Wherein, this second N-type well is an independent well, to isolate other assembly.

5. switching circuit as claimed in claim 4, it is characterised in that wherein the 3rd switch further includes:

One the 3rd N-type well, is positioned at this first p type wells；

One the 4th p-type doped region, is positioned at the 3rd N-type well, and is coupled to this first end of this energy-storage travelling wave tube；

One the 5th p-type doped region, is positioned at the 3rd N-type well, and is coupled to this input；

One the 3rd grid layer, between the 4th p-type doped region and the 5th p-type doped region, and at the 4th p-type doped region Top with the 5th p-type doped region；And

One the 4th n-type doping district, is positioned at the 3rd N-type well, and is positioned at the side of the 5th p-type doped region.
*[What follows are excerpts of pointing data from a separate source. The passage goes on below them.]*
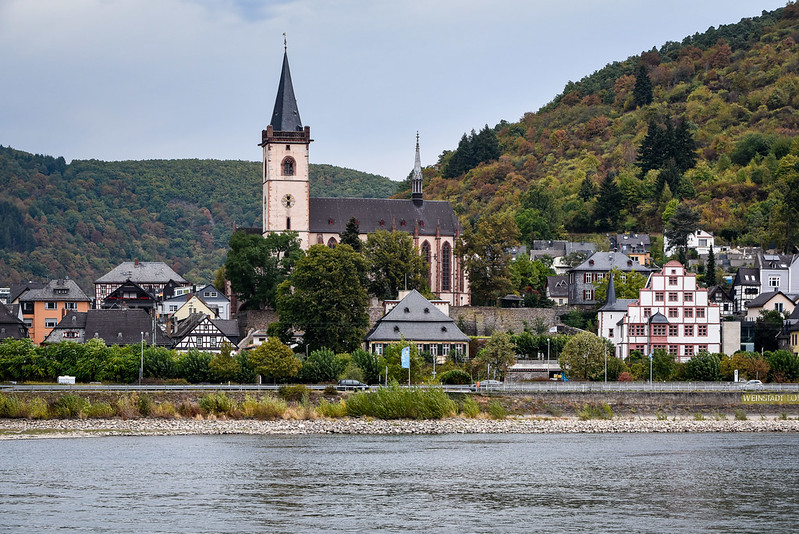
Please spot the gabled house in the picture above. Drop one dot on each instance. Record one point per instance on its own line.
(557, 289)
(199, 331)
(773, 300)
(11, 326)
(114, 327)
(152, 276)
(418, 321)
(718, 295)
(745, 287)
(43, 308)
(130, 295)
(583, 277)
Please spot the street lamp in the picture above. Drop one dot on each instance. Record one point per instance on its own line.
(141, 367)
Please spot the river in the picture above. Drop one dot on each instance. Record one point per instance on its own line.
(440, 483)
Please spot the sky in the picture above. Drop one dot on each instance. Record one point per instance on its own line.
(172, 79)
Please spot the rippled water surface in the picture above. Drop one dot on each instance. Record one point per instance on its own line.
(472, 483)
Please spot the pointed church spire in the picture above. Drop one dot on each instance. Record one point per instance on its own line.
(286, 116)
(416, 179)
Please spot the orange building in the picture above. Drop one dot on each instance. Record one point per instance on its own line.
(42, 309)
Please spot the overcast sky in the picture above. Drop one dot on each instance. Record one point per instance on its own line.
(169, 79)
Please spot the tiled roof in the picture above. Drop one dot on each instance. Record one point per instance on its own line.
(60, 290)
(142, 272)
(332, 215)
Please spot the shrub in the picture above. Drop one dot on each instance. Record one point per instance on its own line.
(496, 410)
(100, 410)
(217, 403)
(469, 407)
(332, 409)
(266, 408)
(399, 403)
(595, 411)
(68, 406)
(292, 393)
(455, 377)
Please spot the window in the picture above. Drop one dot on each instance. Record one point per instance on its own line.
(446, 274)
(288, 166)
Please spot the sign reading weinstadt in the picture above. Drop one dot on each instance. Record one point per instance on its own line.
(770, 398)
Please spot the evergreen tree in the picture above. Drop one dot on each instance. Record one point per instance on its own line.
(350, 235)
(642, 93)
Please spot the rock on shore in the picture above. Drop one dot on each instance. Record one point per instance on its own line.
(59, 428)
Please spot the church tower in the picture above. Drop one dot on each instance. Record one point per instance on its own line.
(286, 143)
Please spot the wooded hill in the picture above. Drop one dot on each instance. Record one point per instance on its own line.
(720, 110)
(82, 219)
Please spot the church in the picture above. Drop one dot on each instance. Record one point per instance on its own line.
(287, 204)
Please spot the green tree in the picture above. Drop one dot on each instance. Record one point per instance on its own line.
(256, 265)
(497, 356)
(486, 256)
(393, 264)
(275, 360)
(583, 357)
(682, 223)
(704, 367)
(642, 92)
(350, 235)
(325, 297)
(223, 366)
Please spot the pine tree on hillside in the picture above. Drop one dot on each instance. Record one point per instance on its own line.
(642, 93)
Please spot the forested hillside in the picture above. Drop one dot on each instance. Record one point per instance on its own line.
(82, 219)
(710, 121)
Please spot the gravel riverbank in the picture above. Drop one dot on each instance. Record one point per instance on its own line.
(34, 429)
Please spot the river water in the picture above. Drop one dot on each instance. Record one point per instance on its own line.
(450, 483)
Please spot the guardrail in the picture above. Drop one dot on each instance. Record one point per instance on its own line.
(523, 387)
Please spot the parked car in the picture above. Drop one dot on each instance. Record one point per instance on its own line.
(486, 384)
(752, 384)
(347, 385)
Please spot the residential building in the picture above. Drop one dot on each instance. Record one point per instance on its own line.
(635, 246)
(772, 300)
(42, 309)
(584, 277)
(114, 326)
(152, 276)
(418, 321)
(671, 313)
(287, 204)
(745, 287)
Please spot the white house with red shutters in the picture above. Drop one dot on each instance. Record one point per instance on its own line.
(671, 313)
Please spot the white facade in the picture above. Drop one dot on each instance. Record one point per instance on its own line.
(672, 313)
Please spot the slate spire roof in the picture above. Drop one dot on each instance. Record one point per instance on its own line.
(286, 116)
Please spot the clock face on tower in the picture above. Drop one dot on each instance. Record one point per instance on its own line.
(288, 200)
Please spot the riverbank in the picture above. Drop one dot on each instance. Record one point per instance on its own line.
(70, 428)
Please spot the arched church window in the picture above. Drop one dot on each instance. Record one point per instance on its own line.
(288, 166)
(446, 253)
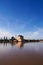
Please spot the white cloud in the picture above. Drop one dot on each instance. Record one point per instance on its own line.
(38, 34)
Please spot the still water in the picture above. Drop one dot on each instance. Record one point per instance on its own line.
(21, 53)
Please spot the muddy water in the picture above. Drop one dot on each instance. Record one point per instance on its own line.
(21, 54)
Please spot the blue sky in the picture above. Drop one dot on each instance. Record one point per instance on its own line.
(21, 17)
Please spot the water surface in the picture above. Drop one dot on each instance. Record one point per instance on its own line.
(21, 53)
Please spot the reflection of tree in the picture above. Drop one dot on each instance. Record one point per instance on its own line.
(20, 44)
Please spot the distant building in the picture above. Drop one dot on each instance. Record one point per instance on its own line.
(20, 38)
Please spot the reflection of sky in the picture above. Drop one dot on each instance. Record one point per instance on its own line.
(21, 17)
(28, 47)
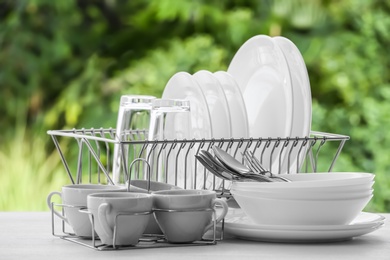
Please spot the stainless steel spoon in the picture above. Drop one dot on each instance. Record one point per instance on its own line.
(221, 169)
(229, 161)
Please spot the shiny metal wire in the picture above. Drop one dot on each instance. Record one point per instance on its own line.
(94, 157)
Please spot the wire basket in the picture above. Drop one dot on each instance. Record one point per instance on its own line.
(90, 156)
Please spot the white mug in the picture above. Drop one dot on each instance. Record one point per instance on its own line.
(74, 197)
(185, 215)
(127, 213)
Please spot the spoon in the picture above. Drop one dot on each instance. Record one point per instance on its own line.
(221, 169)
(212, 168)
(229, 161)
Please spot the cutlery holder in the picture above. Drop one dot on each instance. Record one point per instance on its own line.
(146, 241)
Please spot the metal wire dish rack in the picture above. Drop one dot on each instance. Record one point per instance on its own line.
(89, 158)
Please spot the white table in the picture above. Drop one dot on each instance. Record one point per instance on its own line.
(27, 235)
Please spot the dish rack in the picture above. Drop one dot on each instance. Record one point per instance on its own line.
(90, 160)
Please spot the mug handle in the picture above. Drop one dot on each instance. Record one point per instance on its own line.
(102, 212)
(223, 214)
(48, 201)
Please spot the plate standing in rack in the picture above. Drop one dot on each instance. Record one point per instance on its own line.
(238, 115)
(302, 110)
(216, 102)
(262, 74)
(183, 86)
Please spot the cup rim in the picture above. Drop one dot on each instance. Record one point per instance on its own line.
(183, 193)
(119, 195)
(93, 187)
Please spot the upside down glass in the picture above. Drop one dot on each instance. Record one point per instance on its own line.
(134, 114)
(170, 120)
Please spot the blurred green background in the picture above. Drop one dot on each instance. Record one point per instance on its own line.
(65, 64)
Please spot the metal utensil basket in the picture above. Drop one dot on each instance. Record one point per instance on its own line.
(89, 159)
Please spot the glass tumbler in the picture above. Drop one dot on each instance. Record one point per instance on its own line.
(134, 114)
(170, 120)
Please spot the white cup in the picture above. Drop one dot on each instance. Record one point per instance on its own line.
(74, 197)
(120, 218)
(185, 215)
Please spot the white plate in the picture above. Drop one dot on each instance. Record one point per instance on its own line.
(217, 104)
(240, 226)
(183, 86)
(262, 74)
(302, 111)
(238, 114)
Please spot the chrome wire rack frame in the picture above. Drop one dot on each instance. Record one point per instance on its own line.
(173, 161)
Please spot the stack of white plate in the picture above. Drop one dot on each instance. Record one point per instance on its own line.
(217, 111)
(264, 93)
(311, 202)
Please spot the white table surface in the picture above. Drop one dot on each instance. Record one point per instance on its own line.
(27, 235)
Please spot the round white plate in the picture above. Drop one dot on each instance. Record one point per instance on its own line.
(302, 111)
(238, 115)
(217, 104)
(183, 86)
(262, 74)
(240, 226)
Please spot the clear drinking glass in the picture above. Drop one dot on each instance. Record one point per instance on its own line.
(170, 120)
(134, 114)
6. switching circuit as claimed in claim 5, it is characterised in that wherein the 4th switch further includes:

One the 4th N-type well, is positioned at this first p type wells；

One the 3rd p type wells, is positioned at the 4th N-type well；

One the 5th n-type doping district, is positioned at the 3rd p type wells, and is coupled to this second end of this energy-storage travelling wave tube；

One the 6th n-type doping district, is positioned at the 3rd p type wells, and is positioned at the side in the 5th n-type doping district, and is coupled to this Outfan；

One the 4th grid layer, between the 5th n-type doping district and the 6th n-type doping district, and in the 5th n-type doping district And the top between the 6th n-type doping district；And

One the 6th p-type doped region, is positioned at the 3rd p type wells, and is positioned at the side in the 6th n-type doping district, and is coupled to this Outfan；

Wherein, the 4th N-type well is an independent well, to isolate other assembly.

7. switching circuit as claimed in claim 1, it is characterised in that wherein this energy-storage travelling wave tube is an electric capacity or an inductance.

8. switching circuit as claimed in claim 1, it is characterised in that wherein this first switch, this second switch, the 3rd open Closing with the 4th switch is a field-effect transistor, a transmission gate or bipolar junction transistor.